Personal information
- Born: 3 April 1987 (age 39) Sydney, New South Wales, Australia
- Height: 6 ft 2 in (1.88 m)
- Weight: 16 st 6 lb (106 kg)

Playing information
- Position: Prop, Second-row, Centre
Club
| Years | Team | Pld | T | G | FG | P |
| 2005–08 | South Sydney | 34 | 11 | 0 | 0 | 44 |
| 2009–10 | Canterbury Bulldogs | 34 | 0 | 0 | 0 | 0 |
| 2011 | Penrith Panthers | 3 | 0 | 0 | 0 | 0 |
|  | Total | 71 | 11 | 0 | 0 | 44 |
Representative
| Years | Team | Pld | T | G | FG | P |
| 2008–10 | Indigenous All Stars | 2 | 1 | 0 | 0 | 4 |
- Source:

= Yileen Gordon =

Australian rugby league footballer

Yileen "Buddy" Gordon (also known as Yilleen Gordon) (born 3 April 1987) is an Australian rugby league footballer who played for the South Sydney Rabbitohs in the NSW Cup. Gordon formerly played for the Canterbury-Bankstown Bulldogs and Penrith Panthers. He was sacked by the West Tigers in February, 2014 for breach of contract. He played in the Centres and has previously played in the back-row or at centre.

==Playing career==
Yileen Gordon started his career at the South Sydney Rabbitohs in 2005. He made his debut for the South Sydney Rabbitohs against the Canterbury-Bankstown Bulldogs in round 13 of the 2005 NRL season, Gordon spent most of his time when not playing for Souths with the North Sydney Bears Souths feeder side in the Intrust Super Premiership NSW. Gordon played for Norths in their 2007 Intrust Super Premiership NSW grand final loss to Parramatta where he scored a try in the first half of the match.

Gordon made a total of 31 appearances for Norths and scored 17 tries. In 2008 he signed with the Canterbury-Bankstown Bulldogs, the team he played against in his debut. Gordon signed with the Penrith Panthers for the 2011 season, and his Penrith debut was a 26 - 18 loss against the New Zealand Warriors in round 8.

Gordon played the majority of the 2011 season for the Panthers' NSW Cup feeder club, the Windsor Wolves.

== Post NRL ==
After being released by Penrith, he spent 2012 playing for Moore Park in the South Sydney local league and was working at the National Centre of Indigenous Excellence, where he was part of the healthy lifestyle team and delivered anti-smoking workshops as well as educating Indigenous youth and the wider community on cost effective, healthier meal choices.

In 2013 he was signed to Newtown Jets, the feeder club for the Sydney Roosters, in the NSWRL competition.

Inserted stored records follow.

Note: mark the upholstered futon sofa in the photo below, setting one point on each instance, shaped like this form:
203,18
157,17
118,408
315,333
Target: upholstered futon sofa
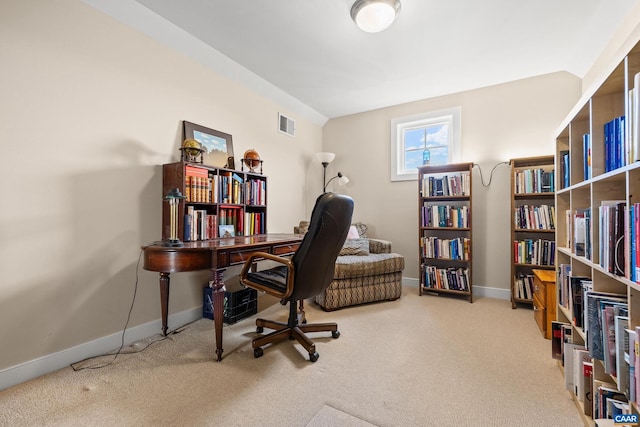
366,271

In November, 2014 Gordon was signed to a one-year secondary tier contract with the West Tigers, but was sacked by the club before making an appearance. The club refused to reveal the reason behind the sacking, but said the termination of his contract was for "a breach of his playing terms and conditions".

He spent the 2014 season with Thirlmere before joining the Wyong Roos for 2015. Gordon scored two tries in his debut for the Wyong Roos.

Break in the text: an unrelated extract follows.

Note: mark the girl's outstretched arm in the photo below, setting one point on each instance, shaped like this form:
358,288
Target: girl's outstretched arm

Gordon's most significant achievements were representing the Indigenous team in the inaugural Indigenous All Stars Match in 2010 and scoring the winning try in the Indigenous Dreamtime vs. New Zealand Maori game in 2008.

On 16 February 2017, Gordon was announced as one of the squad players for the Mount Pritchard Mounties in the NSW Cup.

In 2018, Gordon joined Intrust Super Premiership NSW side Wentworthville.

At the end of 2018, Gordon was released by Wentworthville. On 7 March 2019, it was revealed that Gordon had signed with one of his former clubs South Sydney and played for the Souths reserve grade side during the 2019 season.
On 24 September 2023, Gordon played for South Sydney in their 2023 NSW Cup grand final victory over North Sydney.

On 30 August, Gordon would play in his final match for the Rabbitohs in their 32-28 loss to the Panthers in NSW cup. The Rabbitohs would confirm Gordon's retirement at the end of the match.

Gordon works as the program mentor for Souths Cares program run by the Souths team.